Efficace et fade, tel était mon juvénile verdict. Alors pourquoi se taper Only God Was Above Us, le cinquième opus de Vampire Weekend ? La nostalgie des embrouilles, peut-être, ou alors le souvenir des gimmicks irrésistibles dont est capable le groupe, allez savoir, il y a que je suis las d’avoir d’excellentes préférences culturelles et que parfois la putasserie mainstream m’apaise, pour me rappeler qu’à juste titre Daydream Nation est le meilleur album du monde.

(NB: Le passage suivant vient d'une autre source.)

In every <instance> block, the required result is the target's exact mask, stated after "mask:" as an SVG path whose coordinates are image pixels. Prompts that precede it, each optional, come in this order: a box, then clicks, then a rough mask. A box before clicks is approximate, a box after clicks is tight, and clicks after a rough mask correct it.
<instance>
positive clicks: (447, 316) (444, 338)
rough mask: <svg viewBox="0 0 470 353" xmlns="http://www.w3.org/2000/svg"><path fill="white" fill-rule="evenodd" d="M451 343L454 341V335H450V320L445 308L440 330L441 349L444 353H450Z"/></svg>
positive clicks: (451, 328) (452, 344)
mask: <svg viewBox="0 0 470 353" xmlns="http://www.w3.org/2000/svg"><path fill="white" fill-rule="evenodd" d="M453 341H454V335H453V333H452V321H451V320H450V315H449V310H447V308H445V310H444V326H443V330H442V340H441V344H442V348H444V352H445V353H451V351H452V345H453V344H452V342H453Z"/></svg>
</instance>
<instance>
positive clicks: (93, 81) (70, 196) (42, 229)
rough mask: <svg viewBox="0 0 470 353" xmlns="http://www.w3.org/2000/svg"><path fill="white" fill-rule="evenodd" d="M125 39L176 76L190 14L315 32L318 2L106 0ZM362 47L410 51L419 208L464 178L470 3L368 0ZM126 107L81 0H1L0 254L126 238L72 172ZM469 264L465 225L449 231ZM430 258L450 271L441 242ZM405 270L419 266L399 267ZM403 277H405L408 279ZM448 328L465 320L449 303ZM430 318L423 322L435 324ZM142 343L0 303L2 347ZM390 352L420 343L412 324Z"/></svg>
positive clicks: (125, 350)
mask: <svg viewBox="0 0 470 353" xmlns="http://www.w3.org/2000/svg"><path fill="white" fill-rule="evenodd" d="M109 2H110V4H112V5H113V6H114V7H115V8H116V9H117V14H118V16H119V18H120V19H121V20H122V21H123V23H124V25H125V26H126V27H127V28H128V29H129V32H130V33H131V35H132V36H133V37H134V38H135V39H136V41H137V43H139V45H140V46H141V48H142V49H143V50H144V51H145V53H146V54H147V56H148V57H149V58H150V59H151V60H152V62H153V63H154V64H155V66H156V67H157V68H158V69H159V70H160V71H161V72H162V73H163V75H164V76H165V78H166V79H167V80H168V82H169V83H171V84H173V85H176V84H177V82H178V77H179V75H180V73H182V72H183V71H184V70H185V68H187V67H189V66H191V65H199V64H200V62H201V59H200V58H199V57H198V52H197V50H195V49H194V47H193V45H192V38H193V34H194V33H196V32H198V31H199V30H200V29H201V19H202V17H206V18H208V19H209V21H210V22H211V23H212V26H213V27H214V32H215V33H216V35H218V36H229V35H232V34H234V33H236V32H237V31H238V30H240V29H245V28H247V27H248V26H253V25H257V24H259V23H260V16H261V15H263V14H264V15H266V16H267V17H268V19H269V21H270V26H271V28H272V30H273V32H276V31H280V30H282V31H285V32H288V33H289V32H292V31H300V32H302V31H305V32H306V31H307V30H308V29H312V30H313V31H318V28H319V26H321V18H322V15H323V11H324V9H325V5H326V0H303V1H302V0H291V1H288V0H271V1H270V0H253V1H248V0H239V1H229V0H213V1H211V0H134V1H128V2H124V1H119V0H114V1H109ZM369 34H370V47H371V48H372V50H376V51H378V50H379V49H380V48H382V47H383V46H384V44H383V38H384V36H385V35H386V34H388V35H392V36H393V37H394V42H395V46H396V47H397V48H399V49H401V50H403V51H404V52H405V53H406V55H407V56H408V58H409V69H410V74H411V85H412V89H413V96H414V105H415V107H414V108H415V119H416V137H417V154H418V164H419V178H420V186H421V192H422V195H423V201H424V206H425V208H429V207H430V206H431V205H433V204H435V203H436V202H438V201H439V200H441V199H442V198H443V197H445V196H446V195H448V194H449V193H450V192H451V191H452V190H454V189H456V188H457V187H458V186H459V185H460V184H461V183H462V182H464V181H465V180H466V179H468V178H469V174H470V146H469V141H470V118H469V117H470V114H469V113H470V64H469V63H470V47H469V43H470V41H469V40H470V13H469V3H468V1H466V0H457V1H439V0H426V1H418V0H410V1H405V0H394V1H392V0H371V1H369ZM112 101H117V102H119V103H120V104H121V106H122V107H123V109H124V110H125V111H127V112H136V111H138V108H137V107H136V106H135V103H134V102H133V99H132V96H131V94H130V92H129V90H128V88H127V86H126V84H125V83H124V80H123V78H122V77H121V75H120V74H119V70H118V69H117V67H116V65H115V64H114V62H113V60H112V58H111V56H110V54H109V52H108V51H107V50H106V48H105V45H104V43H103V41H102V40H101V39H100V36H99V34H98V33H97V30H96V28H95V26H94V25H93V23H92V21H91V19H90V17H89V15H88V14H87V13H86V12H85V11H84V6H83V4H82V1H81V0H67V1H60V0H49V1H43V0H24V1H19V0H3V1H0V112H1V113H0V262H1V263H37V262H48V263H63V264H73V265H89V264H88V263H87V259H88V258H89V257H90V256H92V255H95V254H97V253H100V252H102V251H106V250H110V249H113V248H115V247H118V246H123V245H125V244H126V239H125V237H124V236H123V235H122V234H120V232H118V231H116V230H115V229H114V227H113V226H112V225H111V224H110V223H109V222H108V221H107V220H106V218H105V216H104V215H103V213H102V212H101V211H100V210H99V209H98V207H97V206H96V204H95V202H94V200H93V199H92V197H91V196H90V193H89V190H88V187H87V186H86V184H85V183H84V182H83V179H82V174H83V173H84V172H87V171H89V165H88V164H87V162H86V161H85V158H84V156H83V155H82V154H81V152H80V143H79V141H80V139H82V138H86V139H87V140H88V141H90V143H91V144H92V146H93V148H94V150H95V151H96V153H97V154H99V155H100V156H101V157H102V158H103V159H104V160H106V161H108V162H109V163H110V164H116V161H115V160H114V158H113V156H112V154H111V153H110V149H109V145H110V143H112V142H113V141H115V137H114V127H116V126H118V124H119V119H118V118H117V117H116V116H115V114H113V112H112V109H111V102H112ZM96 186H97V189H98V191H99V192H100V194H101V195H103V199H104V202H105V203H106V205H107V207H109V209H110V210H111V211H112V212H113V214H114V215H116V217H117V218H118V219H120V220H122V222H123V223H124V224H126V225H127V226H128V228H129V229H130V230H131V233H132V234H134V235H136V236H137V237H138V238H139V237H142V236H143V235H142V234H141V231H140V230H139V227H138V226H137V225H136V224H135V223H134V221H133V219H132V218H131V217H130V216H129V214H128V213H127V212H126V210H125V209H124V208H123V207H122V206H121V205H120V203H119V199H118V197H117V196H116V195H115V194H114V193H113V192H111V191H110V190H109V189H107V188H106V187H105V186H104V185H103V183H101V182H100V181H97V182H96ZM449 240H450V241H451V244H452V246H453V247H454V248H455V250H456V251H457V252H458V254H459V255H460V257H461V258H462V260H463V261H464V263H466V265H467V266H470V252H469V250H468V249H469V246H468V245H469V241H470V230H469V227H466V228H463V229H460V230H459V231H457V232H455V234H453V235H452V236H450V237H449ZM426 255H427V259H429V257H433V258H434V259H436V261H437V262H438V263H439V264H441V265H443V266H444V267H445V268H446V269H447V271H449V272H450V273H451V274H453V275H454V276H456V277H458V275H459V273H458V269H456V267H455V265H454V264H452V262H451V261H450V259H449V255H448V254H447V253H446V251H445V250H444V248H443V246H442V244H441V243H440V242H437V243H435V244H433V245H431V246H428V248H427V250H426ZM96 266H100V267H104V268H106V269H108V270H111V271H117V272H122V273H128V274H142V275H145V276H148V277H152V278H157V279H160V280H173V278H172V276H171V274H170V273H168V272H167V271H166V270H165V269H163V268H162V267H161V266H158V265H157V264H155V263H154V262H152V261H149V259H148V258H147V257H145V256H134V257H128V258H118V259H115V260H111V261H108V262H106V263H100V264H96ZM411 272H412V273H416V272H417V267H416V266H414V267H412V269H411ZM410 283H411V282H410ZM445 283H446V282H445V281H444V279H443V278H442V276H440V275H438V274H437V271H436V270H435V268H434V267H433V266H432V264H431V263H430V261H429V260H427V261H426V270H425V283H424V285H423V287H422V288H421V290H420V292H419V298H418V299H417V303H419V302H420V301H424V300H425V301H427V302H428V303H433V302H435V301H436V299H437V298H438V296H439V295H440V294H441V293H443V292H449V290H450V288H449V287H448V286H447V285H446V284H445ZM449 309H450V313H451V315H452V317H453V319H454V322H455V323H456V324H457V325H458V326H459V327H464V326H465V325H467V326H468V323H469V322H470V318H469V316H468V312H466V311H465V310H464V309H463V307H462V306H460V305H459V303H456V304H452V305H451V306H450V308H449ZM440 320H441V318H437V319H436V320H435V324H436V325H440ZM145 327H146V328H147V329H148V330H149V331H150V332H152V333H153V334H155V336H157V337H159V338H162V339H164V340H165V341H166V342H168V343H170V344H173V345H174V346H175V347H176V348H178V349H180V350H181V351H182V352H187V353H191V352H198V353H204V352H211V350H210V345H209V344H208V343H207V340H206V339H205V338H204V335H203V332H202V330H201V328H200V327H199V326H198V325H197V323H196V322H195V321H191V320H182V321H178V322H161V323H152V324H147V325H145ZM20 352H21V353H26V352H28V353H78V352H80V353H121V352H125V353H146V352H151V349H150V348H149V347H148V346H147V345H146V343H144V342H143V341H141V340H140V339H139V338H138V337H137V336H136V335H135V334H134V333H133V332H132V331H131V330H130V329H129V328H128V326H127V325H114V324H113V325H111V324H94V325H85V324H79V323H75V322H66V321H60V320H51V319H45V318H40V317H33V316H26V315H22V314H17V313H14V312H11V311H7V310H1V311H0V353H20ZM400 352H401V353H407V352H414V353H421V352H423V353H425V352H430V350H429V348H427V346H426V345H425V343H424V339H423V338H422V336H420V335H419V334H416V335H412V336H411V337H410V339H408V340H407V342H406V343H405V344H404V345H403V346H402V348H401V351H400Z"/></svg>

Alors en route mes amis, en route pour les habiles singeries d’Ezra et ses amis, agrippés aux branches d’un arbre pop commercialement mort depuis des années, scié par les bûcherons hip hop, toutes harmonies à deux accords et sonorités commerciales à l’appui, adieu les touches noires du clavier et les quintes et les septièmes et les harmonies. Drake, you’re the good one, the fossoyeur, the only one, mais pas que, milliards de débiles qui kiffent les « sons ».

Et donc, dans cette modernité aux bras inutiles, Vampire Weekend pourrait faire office de garant d’une certaine forme d’artisanat : bah, dès l’inaugural et enlevé Ice Cream Piano on est transporté, ballade qui vire au chaos jouissif, pop et mélodique, irrésistible, trois climats en un, impossible de résister. Dix titres durant on retrouve les marqueurs weekendiens, mélodies mémorables, chant ligne claire et sincère, arrangements malins, brouillés et incisifs, à tel point que l’écoute de Only God Was Above Us devient un jeu de piste : des cuivres crevés et des guitares à la The Byrds (Classical), un slow folk aux ponctuations vrillantes (Capricorn), un piano virtuose qui sait se taire au profit d’une sorte de jungle jazzy (Connect), aucune frime ou effets superfétatoires, tout est simple, limpide, étonnant, mais il manque un truc : la chanson qui tue. Certes, The Surfer groove en mode high school, l’intro de Gen-X Cops déchire, Mary Boone se la joue gospel trafiqué, mais pourquoi placer la meilleure song à la fin ? Hope et ses presque huit minutes, miniatures pianistiques et bridge ample, porté par les cuivres et les synthétiseurs, une belle conclusion.

Si Only God Was Above Us est moins pop que ses prédécesseurs, il n’en reste pas moins abouti et me rend nostalgique des engueulades en voiture, bien qu’à l’époque j’eusse voulu tuer tout autant la dispute que les membres de Vampire Weekend. Eux au moins auront survécu, au contraire du couple que je formais avec cette bien irascible conductrice. Well done.